Mr Mousavi, a former revolutionary and Prime Minister, was a creature of the Establishment, not a reformer, but his candidacy threatened to unleash forces that the regime could not control. His supporters demanded detente with America and the West, greater social freedom, human rights, equality for women, an end to the hated “morality police”. Women danced in squares without the hijab (headscarf). They mocked the Government, chanting “death to the dictator” and “death to the Government”.
The wave of insurrection was rapidly becoming a tsunami, a direct challenge to the regime and its most sacred values - self-preservation. The totalitarian “deep state” took fright, and hit back in what one independent analyst described as a “coup against a coup”.
What now? Mr Mousavi continues to issue defiant statements from wherever he is hiding, and it is possible that the protests and unrest will persist. But much more likely, they will be crushed, just as the last big civil disturbances - the student protests of 1999 - were. Mr Mousavi's supporters are educated, urban, intellectual. A lot are women. They are not natural streetfighters.

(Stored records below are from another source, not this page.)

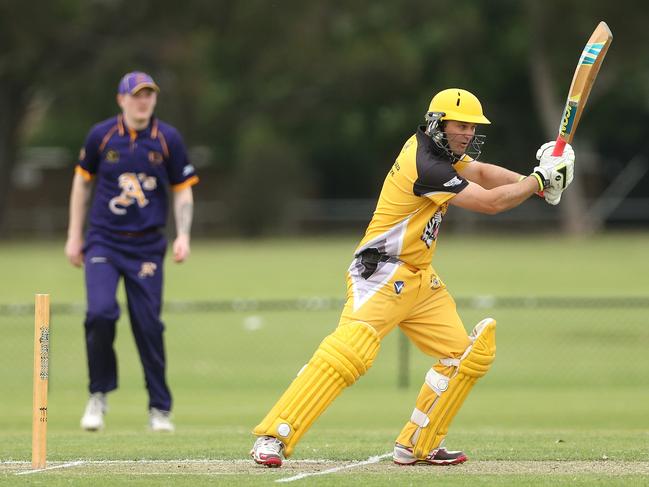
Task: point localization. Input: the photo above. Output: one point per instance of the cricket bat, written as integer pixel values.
(582, 81)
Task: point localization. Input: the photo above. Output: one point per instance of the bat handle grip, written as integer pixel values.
(558, 147)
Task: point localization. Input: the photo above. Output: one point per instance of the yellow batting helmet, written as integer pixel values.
(459, 105)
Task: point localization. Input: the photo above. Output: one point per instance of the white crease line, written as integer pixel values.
(65, 465)
(375, 459)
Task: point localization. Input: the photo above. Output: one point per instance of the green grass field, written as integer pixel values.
(565, 404)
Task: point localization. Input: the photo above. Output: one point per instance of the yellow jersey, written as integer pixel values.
(413, 201)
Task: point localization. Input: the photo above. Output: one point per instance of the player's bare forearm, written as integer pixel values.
(489, 176)
(183, 211)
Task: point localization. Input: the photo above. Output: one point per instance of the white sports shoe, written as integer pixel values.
(267, 450)
(93, 416)
(440, 456)
(159, 420)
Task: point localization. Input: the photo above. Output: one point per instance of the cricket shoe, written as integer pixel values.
(440, 456)
(93, 416)
(160, 420)
(267, 450)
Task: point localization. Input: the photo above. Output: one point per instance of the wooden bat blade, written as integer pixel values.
(582, 81)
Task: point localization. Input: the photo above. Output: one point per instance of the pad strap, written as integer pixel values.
(339, 361)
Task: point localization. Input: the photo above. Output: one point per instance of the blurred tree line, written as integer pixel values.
(315, 99)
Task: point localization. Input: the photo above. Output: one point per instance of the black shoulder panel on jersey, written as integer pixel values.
(434, 173)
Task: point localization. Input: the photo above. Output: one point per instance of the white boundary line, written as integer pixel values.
(65, 465)
(375, 459)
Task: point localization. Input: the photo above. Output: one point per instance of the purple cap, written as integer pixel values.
(135, 81)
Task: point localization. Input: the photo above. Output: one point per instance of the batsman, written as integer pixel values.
(391, 282)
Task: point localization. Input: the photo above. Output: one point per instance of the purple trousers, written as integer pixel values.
(138, 259)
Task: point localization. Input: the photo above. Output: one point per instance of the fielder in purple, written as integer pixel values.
(132, 159)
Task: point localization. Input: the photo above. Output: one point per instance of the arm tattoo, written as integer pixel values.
(184, 218)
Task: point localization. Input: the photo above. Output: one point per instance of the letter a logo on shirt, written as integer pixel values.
(398, 286)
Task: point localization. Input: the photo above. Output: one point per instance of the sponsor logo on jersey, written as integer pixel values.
(132, 186)
(155, 158)
(147, 270)
(112, 156)
(431, 230)
(398, 286)
(453, 182)
(188, 169)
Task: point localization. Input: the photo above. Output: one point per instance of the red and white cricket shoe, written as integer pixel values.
(440, 456)
(267, 450)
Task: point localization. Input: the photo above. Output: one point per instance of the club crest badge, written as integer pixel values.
(147, 270)
(398, 286)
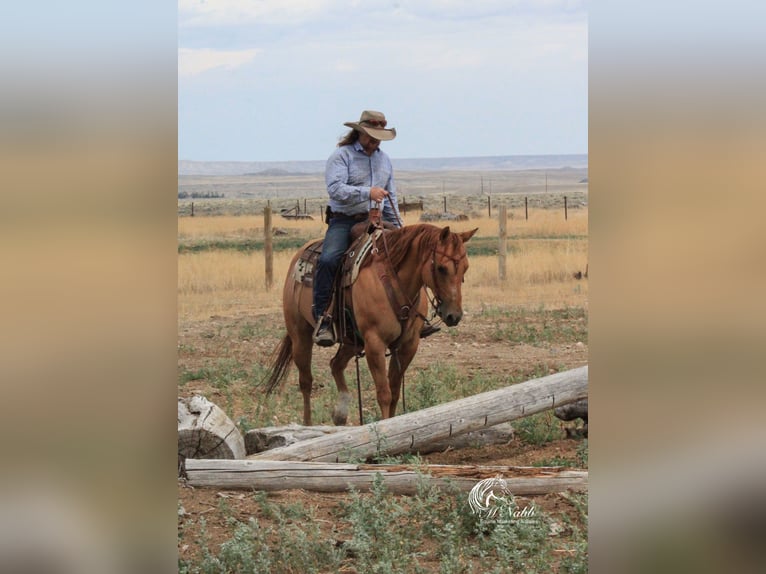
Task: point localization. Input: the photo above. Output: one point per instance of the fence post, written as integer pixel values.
(268, 248)
(502, 244)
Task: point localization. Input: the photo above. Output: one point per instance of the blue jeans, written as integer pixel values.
(336, 241)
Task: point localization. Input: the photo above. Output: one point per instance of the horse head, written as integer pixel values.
(444, 274)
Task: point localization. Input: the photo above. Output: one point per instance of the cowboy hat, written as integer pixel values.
(373, 123)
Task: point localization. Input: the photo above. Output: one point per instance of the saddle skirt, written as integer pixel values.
(352, 260)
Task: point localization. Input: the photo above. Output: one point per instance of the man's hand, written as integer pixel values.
(378, 194)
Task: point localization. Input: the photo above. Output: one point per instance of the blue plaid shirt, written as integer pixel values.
(350, 173)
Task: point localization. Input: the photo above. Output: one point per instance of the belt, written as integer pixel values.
(355, 216)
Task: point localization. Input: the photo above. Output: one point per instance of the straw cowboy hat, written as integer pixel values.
(373, 123)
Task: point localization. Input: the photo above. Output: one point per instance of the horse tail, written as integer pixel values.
(280, 364)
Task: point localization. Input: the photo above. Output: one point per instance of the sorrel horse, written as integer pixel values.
(387, 307)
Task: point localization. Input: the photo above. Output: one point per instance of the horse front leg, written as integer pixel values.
(375, 350)
(400, 360)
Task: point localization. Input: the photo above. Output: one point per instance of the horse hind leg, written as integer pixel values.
(338, 365)
(302, 351)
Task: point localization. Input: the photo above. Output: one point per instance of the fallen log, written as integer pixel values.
(267, 438)
(204, 431)
(270, 475)
(414, 430)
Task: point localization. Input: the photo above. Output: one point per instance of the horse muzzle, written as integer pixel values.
(451, 318)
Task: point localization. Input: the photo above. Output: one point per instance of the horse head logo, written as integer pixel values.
(488, 496)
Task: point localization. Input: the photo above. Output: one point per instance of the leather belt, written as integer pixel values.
(355, 217)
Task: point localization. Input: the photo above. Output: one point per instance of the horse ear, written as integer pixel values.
(466, 235)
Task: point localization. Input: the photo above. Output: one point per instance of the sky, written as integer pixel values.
(274, 80)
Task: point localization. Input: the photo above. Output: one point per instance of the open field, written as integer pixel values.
(533, 324)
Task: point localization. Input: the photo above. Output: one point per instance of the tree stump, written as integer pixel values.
(204, 431)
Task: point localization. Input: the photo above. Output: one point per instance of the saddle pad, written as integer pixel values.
(352, 260)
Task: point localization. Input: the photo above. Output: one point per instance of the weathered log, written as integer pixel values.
(204, 431)
(413, 430)
(267, 438)
(272, 475)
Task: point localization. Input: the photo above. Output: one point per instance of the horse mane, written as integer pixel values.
(400, 241)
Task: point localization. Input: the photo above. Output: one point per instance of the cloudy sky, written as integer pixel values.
(272, 80)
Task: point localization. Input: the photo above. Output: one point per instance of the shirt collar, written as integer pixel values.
(358, 147)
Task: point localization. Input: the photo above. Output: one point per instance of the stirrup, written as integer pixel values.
(326, 337)
(429, 330)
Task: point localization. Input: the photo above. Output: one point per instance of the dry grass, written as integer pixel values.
(539, 267)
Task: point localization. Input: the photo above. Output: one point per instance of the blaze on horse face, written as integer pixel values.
(449, 263)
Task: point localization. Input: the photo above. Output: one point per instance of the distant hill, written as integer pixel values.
(490, 163)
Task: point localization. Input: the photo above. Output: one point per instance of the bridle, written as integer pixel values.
(435, 300)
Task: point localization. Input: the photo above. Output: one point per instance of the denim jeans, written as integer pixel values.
(336, 241)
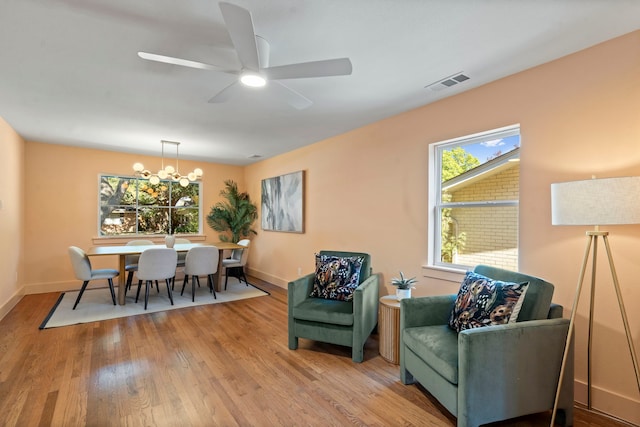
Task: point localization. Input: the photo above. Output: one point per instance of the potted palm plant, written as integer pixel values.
(403, 286)
(233, 217)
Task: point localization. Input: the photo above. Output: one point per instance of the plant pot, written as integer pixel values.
(403, 293)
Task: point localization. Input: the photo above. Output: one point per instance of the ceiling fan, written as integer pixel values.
(253, 53)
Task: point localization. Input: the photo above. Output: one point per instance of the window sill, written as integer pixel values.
(448, 274)
(155, 238)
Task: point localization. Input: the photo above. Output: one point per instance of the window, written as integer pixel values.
(130, 206)
(474, 196)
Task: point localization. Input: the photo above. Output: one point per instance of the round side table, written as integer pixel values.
(389, 328)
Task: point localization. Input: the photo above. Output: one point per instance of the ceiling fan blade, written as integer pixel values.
(240, 27)
(328, 67)
(293, 98)
(226, 94)
(183, 62)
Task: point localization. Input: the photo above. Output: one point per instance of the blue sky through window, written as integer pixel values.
(487, 150)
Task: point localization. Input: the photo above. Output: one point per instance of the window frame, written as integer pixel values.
(137, 206)
(435, 203)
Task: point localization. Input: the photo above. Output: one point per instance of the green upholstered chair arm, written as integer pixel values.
(365, 304)
(504, 358)
(425, 311)
(300, 289)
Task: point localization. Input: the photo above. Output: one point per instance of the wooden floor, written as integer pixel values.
(222, 364)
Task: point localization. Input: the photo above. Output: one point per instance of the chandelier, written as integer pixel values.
(168, 172)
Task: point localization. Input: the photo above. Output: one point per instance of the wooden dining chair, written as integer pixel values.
(237, 261)
(200, 261)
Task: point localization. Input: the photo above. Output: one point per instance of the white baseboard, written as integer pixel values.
(10, 303)
(609, 403)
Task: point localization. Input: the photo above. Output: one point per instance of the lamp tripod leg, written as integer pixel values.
(572, 319)
(623, 313)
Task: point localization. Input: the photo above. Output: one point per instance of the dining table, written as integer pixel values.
(123, 250)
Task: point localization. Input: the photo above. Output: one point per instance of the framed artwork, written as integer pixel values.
(283, 203)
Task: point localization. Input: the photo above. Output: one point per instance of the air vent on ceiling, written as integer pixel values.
(452, 80)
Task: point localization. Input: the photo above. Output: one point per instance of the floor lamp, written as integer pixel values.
(595, 202)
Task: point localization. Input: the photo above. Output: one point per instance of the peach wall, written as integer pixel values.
(11, 219)
(62, 206)
(366, 190)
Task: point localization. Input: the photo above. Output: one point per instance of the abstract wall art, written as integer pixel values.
(283, 203)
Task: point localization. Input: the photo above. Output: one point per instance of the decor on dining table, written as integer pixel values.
(283, 203)
(168, 172)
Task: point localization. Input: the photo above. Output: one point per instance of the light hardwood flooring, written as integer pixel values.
(215, 365)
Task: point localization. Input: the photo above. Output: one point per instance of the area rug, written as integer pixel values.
(96, 304)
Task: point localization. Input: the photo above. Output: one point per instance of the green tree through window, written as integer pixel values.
(130, 206)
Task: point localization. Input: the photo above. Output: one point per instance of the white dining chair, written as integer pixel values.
(156, 264)
(238, 260)
(200, 261)
(82, 269)
(131, 261)
(182, 255)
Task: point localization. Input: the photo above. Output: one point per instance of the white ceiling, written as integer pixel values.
(70, 74)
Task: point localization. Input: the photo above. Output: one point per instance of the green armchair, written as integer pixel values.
(347, 323)
(490, 373)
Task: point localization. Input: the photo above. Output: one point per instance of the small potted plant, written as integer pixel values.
(403, 286)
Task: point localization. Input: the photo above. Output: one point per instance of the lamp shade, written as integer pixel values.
(606, 201)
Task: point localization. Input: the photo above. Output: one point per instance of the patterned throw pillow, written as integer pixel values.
(483, 301)
(336, 277)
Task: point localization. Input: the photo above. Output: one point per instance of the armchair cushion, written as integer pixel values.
(437, 346)
(336, 277)
(325, 311)
(482, 301)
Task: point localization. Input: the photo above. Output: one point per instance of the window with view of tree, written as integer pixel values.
(130, 206)
(475, 184)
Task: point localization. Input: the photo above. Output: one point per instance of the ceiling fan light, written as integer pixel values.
(252, 80)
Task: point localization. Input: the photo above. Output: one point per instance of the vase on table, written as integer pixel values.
(403, 293)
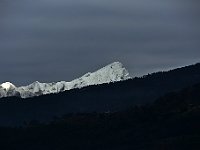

Analysts argue that Mr Mousavi and his most prominent backer, the former President, Hashemi Rafsanjani, are creatures of the regime and their priority would almost certainly be to preserve it.
On the surface everything will gradually revert to the status quo ante, but below the surface a lot will have changed. Millions more Iranians will now seriously question the legitimacy of the regime. Millions will feel cheated - the turnout at the next election will be a fraction of last Friday's more than 80 per cent. These people are the middle classes, the mainstay of the economy - even a police officer who detained the Times photographer quietly admitted to feeling ashamed. They are women who glimpsed a future in which they were no longer second-class citizens, and huge numbers of young Iranians.
Seventy per cent of the 70 million population are under 30, and gross economic mismanagement and international sanctions make their futures bleak. Iran is a pressure cooker, as last week's explosion of pent-up frustration showed, and that seething discontent will continue to build, with consequences that can only be guessed at.
Hopes that Iran might be ready to re-engage with the world and to respond positively to Barack Obama's offers of dialogue have been dealt a serious blow. Israel's contention that Iran's pursuit of nuclear weapons must be stopped by any means necessary has been strengthened. The chances of Iran playing a positive role in hotspots such as Iraq, Afghanistan and the Middle East have not improved.
Meanwhile, the media's ten-day visas almost all expire this week, and the regime has refused to extend them. That leaves it free to act as savagely and brutally as it needs to snuff out the last vestiges of revolt.